Configuration
=============

Compared to other tools that may help you replicate Ethereum state locally,
Attestate's Crawler comes with plenty of configuration options. This page's
purpose is to serve as a reference for all configurable options.

Overview
--------

There are two files which we are using to configure the crawler:

* a ``.env`` file defines all environmental variables. We've built the crawler
  such that only variables go into it that aren't supposed to be checked into
  version control, e.g. your Infura API key.
* a ``config.mjs`` file that contains a sharable set up of crawler instructions.

First, let's walk you throught the ``.env`` file.

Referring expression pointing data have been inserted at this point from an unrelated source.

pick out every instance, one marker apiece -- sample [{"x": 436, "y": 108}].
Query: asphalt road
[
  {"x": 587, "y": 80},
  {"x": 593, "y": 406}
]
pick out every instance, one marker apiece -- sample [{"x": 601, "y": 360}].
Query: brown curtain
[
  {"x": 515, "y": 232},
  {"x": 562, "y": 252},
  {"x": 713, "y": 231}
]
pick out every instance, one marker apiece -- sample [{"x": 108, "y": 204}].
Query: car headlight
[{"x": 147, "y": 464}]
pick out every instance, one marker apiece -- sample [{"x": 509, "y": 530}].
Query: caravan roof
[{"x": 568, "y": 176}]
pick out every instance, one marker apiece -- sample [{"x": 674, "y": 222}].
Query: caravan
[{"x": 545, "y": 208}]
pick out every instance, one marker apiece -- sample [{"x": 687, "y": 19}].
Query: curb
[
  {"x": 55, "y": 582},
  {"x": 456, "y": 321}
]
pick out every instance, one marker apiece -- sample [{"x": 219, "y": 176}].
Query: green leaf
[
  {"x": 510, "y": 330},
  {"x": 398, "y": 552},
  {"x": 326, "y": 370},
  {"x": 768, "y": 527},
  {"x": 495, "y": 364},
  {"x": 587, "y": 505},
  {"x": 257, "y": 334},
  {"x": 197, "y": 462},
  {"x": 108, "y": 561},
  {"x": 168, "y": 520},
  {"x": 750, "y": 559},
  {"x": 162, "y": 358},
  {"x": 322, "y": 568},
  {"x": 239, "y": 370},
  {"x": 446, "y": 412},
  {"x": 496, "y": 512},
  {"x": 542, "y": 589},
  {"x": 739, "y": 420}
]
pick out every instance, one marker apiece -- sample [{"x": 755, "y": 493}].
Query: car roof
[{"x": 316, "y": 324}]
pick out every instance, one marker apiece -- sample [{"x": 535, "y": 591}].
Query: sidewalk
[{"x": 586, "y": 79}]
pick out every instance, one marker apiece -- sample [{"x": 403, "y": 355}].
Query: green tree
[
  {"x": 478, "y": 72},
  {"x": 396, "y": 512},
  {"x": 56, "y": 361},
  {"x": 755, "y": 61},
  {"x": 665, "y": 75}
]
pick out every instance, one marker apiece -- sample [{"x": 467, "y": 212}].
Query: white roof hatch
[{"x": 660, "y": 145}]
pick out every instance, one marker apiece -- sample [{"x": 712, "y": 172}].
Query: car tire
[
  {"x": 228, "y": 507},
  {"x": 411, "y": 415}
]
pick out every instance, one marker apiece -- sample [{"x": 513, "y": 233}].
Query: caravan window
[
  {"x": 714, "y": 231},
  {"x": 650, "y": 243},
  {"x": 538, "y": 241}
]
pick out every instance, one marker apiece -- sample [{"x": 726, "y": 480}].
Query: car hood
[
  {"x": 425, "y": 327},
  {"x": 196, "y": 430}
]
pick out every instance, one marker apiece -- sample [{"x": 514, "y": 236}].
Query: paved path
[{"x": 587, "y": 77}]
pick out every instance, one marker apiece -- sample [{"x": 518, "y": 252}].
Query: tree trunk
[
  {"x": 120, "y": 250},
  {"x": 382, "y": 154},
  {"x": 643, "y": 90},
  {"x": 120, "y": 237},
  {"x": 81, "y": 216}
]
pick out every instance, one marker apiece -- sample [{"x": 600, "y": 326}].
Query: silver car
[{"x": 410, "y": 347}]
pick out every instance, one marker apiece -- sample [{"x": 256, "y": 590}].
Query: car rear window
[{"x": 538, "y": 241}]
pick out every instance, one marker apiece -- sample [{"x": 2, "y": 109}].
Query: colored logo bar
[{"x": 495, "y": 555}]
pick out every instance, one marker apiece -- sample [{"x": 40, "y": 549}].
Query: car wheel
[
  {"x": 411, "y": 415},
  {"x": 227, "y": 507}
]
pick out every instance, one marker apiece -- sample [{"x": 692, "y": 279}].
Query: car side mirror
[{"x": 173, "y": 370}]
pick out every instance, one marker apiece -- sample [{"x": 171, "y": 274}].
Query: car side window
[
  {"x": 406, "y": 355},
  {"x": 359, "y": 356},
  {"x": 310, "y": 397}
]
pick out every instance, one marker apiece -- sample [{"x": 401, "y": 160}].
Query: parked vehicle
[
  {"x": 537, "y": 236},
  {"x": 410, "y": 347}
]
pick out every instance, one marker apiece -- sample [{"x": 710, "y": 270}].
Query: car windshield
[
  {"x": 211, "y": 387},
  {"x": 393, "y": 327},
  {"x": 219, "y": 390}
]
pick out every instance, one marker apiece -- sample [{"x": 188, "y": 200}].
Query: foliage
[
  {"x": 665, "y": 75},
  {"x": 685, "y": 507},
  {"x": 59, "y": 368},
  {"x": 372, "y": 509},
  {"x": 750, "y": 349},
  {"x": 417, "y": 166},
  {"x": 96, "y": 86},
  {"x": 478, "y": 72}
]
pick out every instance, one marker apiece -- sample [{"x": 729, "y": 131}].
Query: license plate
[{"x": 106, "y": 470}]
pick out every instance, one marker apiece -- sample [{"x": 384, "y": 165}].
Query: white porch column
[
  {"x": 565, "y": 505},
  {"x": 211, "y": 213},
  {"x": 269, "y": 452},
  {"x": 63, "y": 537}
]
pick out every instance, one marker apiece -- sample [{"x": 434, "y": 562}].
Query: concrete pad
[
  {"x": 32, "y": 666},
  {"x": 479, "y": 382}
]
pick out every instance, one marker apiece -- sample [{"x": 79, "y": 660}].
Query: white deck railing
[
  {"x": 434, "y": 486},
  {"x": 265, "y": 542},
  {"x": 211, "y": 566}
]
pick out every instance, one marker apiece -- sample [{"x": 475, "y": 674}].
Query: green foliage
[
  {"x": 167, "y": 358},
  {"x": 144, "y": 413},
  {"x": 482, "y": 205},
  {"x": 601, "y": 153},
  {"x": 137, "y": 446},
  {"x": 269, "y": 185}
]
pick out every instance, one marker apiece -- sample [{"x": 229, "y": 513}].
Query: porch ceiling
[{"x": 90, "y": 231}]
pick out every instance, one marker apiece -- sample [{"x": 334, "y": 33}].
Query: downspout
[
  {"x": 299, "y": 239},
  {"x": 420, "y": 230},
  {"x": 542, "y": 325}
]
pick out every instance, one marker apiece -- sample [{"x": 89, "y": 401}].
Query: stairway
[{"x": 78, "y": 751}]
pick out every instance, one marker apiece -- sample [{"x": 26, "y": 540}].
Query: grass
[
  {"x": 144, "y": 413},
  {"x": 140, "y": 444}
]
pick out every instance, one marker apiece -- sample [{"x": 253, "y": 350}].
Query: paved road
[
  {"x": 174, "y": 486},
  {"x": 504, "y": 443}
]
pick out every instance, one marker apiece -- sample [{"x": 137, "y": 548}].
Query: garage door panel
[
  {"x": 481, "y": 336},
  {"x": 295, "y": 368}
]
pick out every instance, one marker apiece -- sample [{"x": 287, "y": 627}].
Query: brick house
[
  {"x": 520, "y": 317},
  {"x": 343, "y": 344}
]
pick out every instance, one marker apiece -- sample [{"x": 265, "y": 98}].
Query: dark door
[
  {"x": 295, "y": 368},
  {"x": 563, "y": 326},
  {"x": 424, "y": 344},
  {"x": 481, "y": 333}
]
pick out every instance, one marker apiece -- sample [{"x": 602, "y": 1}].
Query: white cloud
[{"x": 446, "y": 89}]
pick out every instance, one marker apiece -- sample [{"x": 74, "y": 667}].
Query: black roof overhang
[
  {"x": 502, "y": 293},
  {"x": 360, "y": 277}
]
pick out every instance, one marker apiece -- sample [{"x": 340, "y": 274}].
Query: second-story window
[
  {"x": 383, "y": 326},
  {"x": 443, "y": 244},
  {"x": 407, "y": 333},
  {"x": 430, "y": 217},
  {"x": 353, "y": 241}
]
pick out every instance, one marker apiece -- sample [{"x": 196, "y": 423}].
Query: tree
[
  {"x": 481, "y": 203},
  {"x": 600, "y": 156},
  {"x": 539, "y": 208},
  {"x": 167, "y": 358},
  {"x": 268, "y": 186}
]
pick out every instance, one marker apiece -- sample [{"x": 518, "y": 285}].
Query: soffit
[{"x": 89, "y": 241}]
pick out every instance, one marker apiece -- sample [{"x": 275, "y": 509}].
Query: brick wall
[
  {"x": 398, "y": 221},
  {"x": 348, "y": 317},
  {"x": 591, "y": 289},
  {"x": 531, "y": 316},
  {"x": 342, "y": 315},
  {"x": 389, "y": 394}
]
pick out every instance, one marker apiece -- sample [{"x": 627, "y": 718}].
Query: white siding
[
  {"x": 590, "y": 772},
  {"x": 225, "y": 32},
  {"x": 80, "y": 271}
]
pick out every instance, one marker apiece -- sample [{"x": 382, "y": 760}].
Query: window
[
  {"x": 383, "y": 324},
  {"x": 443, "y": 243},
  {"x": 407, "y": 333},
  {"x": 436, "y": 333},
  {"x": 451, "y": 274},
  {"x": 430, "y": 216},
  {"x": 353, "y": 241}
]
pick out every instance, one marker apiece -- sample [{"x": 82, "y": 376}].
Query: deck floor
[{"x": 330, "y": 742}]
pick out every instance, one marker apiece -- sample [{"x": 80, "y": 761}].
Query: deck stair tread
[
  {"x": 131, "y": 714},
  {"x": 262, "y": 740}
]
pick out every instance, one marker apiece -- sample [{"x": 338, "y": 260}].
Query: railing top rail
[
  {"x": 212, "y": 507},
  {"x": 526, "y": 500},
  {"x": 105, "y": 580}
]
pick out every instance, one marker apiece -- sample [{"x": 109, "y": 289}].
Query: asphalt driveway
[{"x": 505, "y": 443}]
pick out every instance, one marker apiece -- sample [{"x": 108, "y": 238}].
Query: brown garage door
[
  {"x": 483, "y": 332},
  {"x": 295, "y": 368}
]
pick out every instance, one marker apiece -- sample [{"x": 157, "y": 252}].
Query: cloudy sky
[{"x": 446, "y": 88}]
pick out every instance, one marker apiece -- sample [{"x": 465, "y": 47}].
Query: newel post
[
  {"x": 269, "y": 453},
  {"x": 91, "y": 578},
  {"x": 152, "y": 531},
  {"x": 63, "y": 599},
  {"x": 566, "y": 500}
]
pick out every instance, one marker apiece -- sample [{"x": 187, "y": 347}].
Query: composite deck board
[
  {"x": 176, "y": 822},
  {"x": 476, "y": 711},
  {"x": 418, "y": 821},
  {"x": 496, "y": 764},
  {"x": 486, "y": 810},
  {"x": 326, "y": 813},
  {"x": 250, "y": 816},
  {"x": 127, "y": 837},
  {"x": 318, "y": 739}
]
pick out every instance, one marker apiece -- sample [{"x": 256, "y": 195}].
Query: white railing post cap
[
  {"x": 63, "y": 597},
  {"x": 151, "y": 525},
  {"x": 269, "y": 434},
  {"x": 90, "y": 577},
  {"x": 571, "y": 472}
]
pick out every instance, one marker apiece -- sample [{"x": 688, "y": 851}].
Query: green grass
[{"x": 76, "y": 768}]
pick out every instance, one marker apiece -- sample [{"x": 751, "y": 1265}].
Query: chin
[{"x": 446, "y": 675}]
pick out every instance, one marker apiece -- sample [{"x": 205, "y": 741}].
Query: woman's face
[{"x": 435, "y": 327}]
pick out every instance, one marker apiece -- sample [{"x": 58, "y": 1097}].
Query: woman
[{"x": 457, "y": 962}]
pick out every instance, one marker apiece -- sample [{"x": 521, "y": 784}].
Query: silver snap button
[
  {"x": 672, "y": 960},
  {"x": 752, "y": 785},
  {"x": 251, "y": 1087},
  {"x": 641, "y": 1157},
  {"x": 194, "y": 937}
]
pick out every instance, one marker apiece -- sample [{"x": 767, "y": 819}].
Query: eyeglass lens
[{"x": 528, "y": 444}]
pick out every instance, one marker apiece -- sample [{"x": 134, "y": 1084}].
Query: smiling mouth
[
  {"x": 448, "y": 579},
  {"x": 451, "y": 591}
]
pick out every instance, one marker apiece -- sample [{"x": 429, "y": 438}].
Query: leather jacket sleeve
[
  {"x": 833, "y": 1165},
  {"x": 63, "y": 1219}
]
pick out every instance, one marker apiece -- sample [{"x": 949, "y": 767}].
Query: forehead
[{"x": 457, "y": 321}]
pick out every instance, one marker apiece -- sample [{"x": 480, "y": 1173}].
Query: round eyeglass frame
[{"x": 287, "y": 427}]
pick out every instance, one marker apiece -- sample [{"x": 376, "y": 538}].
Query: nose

..  _configuration-environment-variables:

Environment Variables
---------------------

``@attestate/crawler`` internally uses `dotenv
<https://www.npmjs.com/package/dotenv>`_ to automatically load environment
variables from a ``.env`` file in the project root into Node.js's
``process.env`` object. However, if necessary, environment variables that have
already been set in, e.g., the ``.env`` file can be overwritten by passing them
before an invoking command.

``@attestate/crawler`` guarantees any downstream plugin or strategy the
presence and validity of environment variables. To avoid having to define
``.env`` files in applications that programmatically embed the crawler,
environment variables can be set in the config file and they'll be made
available through ``process.env``.

The environment variables with an asterisk \* are **required** for
``@attestate/crawler`` to run:

* ``RPC_HTTP_HOST``\* describes the host that Ethereum JSON-RPC extraction request are made against. It must be set to an URL to an Ethereum full node's JSON-RPC endpoint that starts with ``https://``. ``ws://`` or ``wss://`` prefixes are currently not supported. We support URLs that include the API's bearer token as is the case with, e.g., Infura or Alchemy.
* ``RPC_API_KEY`` is the API key for the host extraction requests are made against. It must be set if an Ethereum full node was provisioned behind an HTTP proxy that requires a bearer token authorization via the HTTP ``Authorization`` header. In this case, the header is structurally set as follows: ``Authorization: Bearer ${RPC_API_KEY}``.
* ``DATA_DIR``\* is the directory that stores all results from extraction and transformation of the crawler. It must be set to a file system path (relative or absolute).
* ``IPFS_HTTPS_GATEWAY``\* describes the host that IPFS extraction requests are made against. A list of publicly accessible IPFS gateways can be found `here <https://ipfs.github.io/public-gateway-checker/>`_.
* ``IPFS_HTTPS_GATEWAY_KEY`` is the API key for the IPFS host extraction requests are made against. It must be set if an IPFS node was provisioned behind an HTTP proxy that requires a bearer token authorization via the HTTP ``Authorization`` header. In this case, the header is structurally set as follows: ``Authorization: Bearer ${IPFS_HTTPS_GATEWAY_KEY}``.
* ``ARWEAVE_HTTPS_GATEWAY``\* describes the host that Arweave extraction requests are made against. A commonly-used Arweave gateway is ``https://arweave.net``.

.. note::
   In some cases, you may only work with Ethereum, however, the crawler will
   complain if, e.g., ``IPFS_HTTPS_GATEWAY`` isn't defined. Also, some Ethereum
   full node providers will append the API key in the ``RPC_HTTP_HOST`` URI. In
   those cases it is sufficient to define those variables as an empty string:
   ``RPC_API_KEY=""``.

Overwriting environment variables in the configuration
------------------------------------------------------

To use the crawler in downstream applications in JavaScript, we want to avoid
leaking the requirement of ``dotenv``, which requires a ``.env`` file to be
present in the application folder.

Hence, applications don't need to define the environmental variables in a
``.env`` file, they can pass those into the ``function boot(config)`` in
``config.environment``. However, those variables' names will then be mapped to
camel case such that ``RPC_HTTP_HOST`` becomes ``rpcHttpHost``.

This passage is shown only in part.